Idrissou Mora-Kpai (born 14 July 1967), is a Beninese-American filmmaker. He is most notable as the director of critically acclaimed films Indochina Traces of a Mother, Arlit The Second Paris, and Si-Gueriki The Queen Mother. He is a recipient of the John Simon Guggenheim Memorial Foundation Fellowship and the Dutch Prince Claus Award

==Personal life==
He was born on 14 July 1967 in Béroubouay, Northern Benin to a family of commercial cattle farmers. His father was Mora-Kpai Sounon Dangnon and mother was Bougnon Yarou Signangui.

He graduated with M.A. degree at the Konrad Wolf Film University of Babelsberg, Germany. He also worked as a visiting lecturer at Cornell University, Duke University, University of Pittsburgh and Ithaca College. Currently he lives in the US. As of 2024 Mora-Kpai accepted an associate professorship at Pratt Institute in Brooklyn, New York.

==Career==
At the age of 13, he moved to Cotonou and attended high school. At the age of 19, he went to Algeria and then emigrated via Italy to Germany. Then he studied North American studies at the Free University of Berlin from 1988 to 1993. After the graduation, he studied film production at the Konrad Wolf Film University from 1994 to 1999. During this university period, he made several two short films, Transient and Fake Soldiers.

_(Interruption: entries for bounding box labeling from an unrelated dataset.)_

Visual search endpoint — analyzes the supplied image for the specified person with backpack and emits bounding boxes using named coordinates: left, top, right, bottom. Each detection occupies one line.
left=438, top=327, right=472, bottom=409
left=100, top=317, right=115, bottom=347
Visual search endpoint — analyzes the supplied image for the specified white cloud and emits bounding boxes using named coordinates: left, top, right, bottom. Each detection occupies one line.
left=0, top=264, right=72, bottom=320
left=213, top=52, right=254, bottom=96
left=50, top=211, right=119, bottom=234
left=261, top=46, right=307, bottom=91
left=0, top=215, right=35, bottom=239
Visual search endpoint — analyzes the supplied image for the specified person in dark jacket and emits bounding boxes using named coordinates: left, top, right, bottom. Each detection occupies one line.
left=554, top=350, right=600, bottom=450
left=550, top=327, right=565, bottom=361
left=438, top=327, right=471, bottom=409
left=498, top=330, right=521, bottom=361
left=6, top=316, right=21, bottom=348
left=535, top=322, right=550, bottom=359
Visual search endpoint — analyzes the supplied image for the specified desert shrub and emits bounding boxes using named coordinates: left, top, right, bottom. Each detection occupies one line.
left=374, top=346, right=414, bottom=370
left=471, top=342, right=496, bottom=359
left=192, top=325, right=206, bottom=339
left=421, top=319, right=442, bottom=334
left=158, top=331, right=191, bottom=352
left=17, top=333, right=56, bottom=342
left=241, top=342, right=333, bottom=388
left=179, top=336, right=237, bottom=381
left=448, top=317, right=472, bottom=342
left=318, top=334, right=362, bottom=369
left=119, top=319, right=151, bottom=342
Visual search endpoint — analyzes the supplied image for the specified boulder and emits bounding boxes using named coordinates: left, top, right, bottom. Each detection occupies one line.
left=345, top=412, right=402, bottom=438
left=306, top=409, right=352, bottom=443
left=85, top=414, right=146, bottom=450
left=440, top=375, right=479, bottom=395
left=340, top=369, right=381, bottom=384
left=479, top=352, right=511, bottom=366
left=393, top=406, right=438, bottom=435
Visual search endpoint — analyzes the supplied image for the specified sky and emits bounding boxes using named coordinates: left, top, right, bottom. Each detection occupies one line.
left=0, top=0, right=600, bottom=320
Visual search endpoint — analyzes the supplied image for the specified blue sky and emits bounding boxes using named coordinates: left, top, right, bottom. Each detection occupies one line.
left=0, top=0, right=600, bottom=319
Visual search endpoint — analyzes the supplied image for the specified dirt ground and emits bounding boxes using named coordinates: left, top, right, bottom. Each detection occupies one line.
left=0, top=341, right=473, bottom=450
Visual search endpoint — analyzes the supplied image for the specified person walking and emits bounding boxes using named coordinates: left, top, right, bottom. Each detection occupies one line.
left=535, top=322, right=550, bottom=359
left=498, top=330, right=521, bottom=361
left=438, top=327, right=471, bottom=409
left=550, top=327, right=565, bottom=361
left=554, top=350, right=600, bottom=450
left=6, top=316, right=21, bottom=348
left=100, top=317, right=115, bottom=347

In 1999, Idrissou moved to Paris and made his maiden documentary,Si-Gueriki in 2002. The film received critical acclaim and international attention. It was screened at the International Film Festival Rotterdam (IFFR), Cinema du Réel, Paris and the Copenhagen International Film Festival (CIFF). The film later awarded Best Documentary Award at the Festival International du Film Francophone de Namur.

In 2002, he founded the production company 'MKJ Films'. With the production house, he produced two other films; Arlit The Second Paris was screened at The Berlin International Film Festival at the Sheffield International Documentary Festival and was subsequently awarded, among others, the Best Documentary Award and the TV5 Award at the Festival International du Film Francophone de Namur, the best documentary award at the Asian and Latin American Film Festival, Milan, the best documentary award at the Muestra de Cine Africano de Tarifa. His film Indochina Traces of a Mother produced with the same company, was screened at the Busan International Film Festival, at the Cannes International Film Festival, French Institute Screening. The film attracted the media’s attention due to exposing a hitherto little know piece of history about African Soldiers fighting for in the French Indochina war. Indochina was awarded the best documentary award at the Alger International Film Festival .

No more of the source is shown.